3 Last Tips in Closing
- You have to follow the advice of someone before you write an email like the one above. Don’t lie. If the person doesn’t give advice on their blog or website, you could send pictures of one of the DIY projects she outlined on her blog that you completed, or tell her that a post that she wrote touched you to do something. For instance, if she wrote about feeling energized after spending a day at the park, you could tell her that you were inspired to spend a day outside playing with your kids.
- If the person doesn’t write you back, don’t write another email telling him that you’re disappointed in him, wished he could take the time to get back to you, or anything else snarky. Just leave it for a couple weeks {but continue to leave thoughtful comments on the person’s blog}, and then try again. At this point, you could pitch a guest post. If you don’t hear back again, move on.
- Link to your website, blog, and twitter at the end of your email, so the person doesn’t have to Google your name if she wants to find you online.
Okay, so with this post you guys officially become the most useful blog in my RSS feed. I wish I’d have found you years ago. Stuff like this is nuanced and kind of difficult – and no one covers it!
So, that’s probably the best compliment I’ve ever gotten! Thanks for that!!! So glad you’ll be following us.
This is awesome!
Im trying to read all your posts right now, I just find the site and I found it so helpfull, thanks a lot!
Hi April,
I just finished reading all your Marketing Guide posts. They are filled with such helpful tips and advice. Thank you so much for sharing your ideas (I took lots of notes)
xoxo Julianne
Hey Julianne,
I’m so glad you got a lot of the marketing posts. Thanks for stopping by to comment!
Hey, April.
You are an absolute legend! This is exactly what I’ve been looking for… I actually just posted a question regarding this very matter at The Creative Empire. Of all the things that I’ve mastered in my business the “relationship building” thing has been the hardest to develop.

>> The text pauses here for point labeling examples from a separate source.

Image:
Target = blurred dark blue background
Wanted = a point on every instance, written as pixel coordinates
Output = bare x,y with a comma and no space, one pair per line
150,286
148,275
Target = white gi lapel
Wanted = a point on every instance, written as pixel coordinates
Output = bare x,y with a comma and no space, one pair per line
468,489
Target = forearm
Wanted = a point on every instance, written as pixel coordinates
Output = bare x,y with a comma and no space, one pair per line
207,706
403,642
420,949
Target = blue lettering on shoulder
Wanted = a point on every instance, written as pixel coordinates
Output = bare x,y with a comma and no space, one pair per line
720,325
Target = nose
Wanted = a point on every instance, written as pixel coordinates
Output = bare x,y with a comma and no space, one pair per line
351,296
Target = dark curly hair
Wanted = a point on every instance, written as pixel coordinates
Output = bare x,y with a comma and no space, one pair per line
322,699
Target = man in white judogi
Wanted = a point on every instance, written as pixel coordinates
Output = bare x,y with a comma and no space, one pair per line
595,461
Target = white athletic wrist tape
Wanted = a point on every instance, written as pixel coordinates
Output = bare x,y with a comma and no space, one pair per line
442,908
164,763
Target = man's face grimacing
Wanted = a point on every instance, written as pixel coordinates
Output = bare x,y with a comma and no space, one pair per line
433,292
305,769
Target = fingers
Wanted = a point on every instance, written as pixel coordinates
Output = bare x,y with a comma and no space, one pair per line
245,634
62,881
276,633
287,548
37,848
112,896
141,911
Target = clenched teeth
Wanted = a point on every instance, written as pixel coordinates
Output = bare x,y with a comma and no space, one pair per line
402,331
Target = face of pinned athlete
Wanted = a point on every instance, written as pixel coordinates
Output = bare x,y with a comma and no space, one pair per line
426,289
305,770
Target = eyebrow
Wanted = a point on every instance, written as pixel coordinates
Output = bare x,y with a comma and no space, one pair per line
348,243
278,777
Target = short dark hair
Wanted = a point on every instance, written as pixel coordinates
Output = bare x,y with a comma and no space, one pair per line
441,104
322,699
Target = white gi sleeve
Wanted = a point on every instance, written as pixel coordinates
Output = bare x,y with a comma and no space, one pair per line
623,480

To have a blow-by-blow mini-guide laid out is invaluable.
Thank you.
Ming-Zhu.
Thanks for the info April! It seems like there’s a fine line between confident and cocky, and sometimes it can be tricky to not cross it.
Hi April,
My daughter directed me to your blog and I am so thrilled to find you. This is the exact right advice I need as I start a blog.
Another fabulous article! I really appreciate the three tips(don’t ask for something, don’t offer something, and don’t appear to be lacking confidence) that you offered. In Psychology, we call this the “foot in the door” phenomenon. It’s approaching someone modestly and befriending them BEFORE reaching out and asking something of that person i.e. to check out your blog post.
Applying Psychology to Business Development is crucial I feel because conducting business is all about how you make people feel and the relationships you build with others. Thanks for this!